La fábrica de vidrio progresó, y el dueño decidió ampliar su negocio mudándose a Cracovia, una ciudad próspera a 563 kilómetros al sudoeste de Narewka. Esta noticia nos entusiasmó mucho a todos en el pueblo. En aquellos días era raro que la gente, joven o de cualquier edad, abandonara su lugar natal. Mi padre fue uno de los pocos empleados que se mudaron junto con la fábrica. El plan fue que papá viajara primero. Cuando ganara dinero, nos llevaría a todos a Cracovia. Le tomó varios años ahorrar lo suficiente para encontrar un sitio adecuado donde pudiéramos vivir. Entretanto, viajaba cada seis meses para visitarnos.

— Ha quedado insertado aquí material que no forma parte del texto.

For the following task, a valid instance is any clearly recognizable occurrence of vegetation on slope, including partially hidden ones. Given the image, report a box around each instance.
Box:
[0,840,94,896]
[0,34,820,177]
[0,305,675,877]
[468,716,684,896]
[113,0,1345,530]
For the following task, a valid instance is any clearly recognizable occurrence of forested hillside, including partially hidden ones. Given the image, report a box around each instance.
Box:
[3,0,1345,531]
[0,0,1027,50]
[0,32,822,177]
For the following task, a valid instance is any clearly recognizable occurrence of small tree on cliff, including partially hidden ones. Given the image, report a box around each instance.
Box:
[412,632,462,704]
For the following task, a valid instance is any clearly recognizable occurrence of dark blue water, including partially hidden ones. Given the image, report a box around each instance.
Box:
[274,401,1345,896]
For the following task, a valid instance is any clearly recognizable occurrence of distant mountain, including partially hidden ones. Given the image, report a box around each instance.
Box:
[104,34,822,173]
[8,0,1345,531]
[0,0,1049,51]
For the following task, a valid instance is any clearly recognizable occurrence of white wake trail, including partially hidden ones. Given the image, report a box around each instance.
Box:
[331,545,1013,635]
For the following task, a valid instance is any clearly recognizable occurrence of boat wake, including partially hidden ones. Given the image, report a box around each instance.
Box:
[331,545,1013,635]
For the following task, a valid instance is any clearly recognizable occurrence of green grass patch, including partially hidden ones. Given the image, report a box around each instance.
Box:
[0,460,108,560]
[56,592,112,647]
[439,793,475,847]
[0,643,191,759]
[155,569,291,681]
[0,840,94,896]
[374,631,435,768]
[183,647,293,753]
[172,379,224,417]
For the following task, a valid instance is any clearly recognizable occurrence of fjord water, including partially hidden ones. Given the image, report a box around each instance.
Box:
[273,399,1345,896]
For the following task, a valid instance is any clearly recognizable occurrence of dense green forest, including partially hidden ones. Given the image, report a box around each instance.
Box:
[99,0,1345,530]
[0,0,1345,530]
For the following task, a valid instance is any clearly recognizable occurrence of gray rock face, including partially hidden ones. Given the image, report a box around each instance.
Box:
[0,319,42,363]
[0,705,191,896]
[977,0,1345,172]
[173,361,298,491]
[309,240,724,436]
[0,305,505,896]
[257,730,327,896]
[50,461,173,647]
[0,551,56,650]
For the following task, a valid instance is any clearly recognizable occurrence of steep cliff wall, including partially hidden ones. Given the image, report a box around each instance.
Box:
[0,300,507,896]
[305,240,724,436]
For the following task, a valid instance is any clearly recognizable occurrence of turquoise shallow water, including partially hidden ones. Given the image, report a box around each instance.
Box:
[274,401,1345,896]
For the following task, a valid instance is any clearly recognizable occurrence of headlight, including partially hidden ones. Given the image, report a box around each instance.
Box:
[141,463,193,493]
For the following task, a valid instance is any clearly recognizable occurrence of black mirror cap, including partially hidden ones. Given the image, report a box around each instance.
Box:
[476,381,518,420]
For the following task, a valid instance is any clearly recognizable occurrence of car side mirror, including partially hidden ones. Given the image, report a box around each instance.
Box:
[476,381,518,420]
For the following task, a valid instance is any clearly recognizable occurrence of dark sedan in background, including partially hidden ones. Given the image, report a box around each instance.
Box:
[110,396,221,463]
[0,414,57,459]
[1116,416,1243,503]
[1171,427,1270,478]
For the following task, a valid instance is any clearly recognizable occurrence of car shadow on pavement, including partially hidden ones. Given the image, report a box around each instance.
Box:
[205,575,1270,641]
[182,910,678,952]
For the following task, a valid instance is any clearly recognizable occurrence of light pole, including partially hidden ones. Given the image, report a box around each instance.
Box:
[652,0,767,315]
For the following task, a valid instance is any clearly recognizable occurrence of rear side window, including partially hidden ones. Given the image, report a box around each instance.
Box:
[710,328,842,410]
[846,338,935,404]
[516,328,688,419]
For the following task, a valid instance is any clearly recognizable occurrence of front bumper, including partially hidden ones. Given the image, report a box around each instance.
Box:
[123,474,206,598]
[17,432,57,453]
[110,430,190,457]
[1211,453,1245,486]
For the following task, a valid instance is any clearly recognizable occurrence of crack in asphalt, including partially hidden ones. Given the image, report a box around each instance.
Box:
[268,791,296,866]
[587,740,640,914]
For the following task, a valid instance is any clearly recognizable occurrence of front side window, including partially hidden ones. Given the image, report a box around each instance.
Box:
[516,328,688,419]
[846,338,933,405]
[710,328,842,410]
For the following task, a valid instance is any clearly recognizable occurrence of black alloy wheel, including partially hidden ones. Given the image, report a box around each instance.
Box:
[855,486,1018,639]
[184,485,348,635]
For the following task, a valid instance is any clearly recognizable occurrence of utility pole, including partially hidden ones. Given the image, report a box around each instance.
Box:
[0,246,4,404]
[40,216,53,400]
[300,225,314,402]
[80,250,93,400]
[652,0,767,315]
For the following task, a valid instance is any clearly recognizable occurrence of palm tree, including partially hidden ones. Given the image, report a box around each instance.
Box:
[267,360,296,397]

Yo era demasiado pequeño para recordar con precisión el día en que mi padre dejó Narewka aquella primera vez, pero sí recuerdo cuando regresó para pasar unos días con nosotros. Cuando llegó, todo el pueblo se enteró. Él era un hombre alto y atractivo, que siempre se mostraba orgulloso de su apariencia. Le gustaba la vestimenta más formal que usaban los hombres en Cracovia, y gradualmente fue adquiriendo algunas prendas elegantes. Cada vez que venía de visita usaba un hermoso traje, camisa de vestir y corbata. Eso provocaba sensación en el pueblo, cuyos habitantes estaban acostumbrados a las ropas simples y holgadas de estilo campesino. Yo no podía adivinar que aquellos mismos trajes nos ayudarían a salvar nuestras vidas en los terribles años que vendrían.

Las visitas de mi padre eran siempre una fiesta. Todo era diferente cuando él estaba en casa. La mayoría de las veces, teniendo en cuenta lo atareada que estaba siempre mi madre cuidando de mis cuatro hermanos y de mí, las comidas solían ser bastante informales. Pero esto cambiaba cuando mi padre estaba allí. Nos sentábamos a la mesa, donde toda la vajilla estaba cuidadosamente dispuesta ante nosotros. Siempre había algunos huevos más para el desayuno y un poco más de carne para la cena. Escuchábamos las historias que él nos contaba sobre su vida en la ciudad, cautivados con sus comentarios acerca de las comodidades modernas, tales como los servicios sanitarios interiores y los tranvías, cosas que nosotros apenas podíamos imaginar. Los cuatro hermanos varones, Hershel, Tsalig, David y yo, nos portábamos mejor que nunca y rivalizábamos por atraer la atención de nuestro padre, pero sabíamos que su favorita era Pesza, nuestra hermana. No era de extrañar, ya que era la única niña en nuestra familia de chicos revoltosos. Cada vez que discutíamos por algo, recuerdo que nunca culpaban a Pesza, aun cuando tal vez sí tuviera la culpa. Si la molestábamos mucho, papá intervenía y nos reprendía. Pesza tenía el cabello largo y rubio, que mi madre peinaba en gruesas trenzas. Ayudaba en las tareas de la casa y era callada y obediente. Puedo entender por qué la prefería mi padre.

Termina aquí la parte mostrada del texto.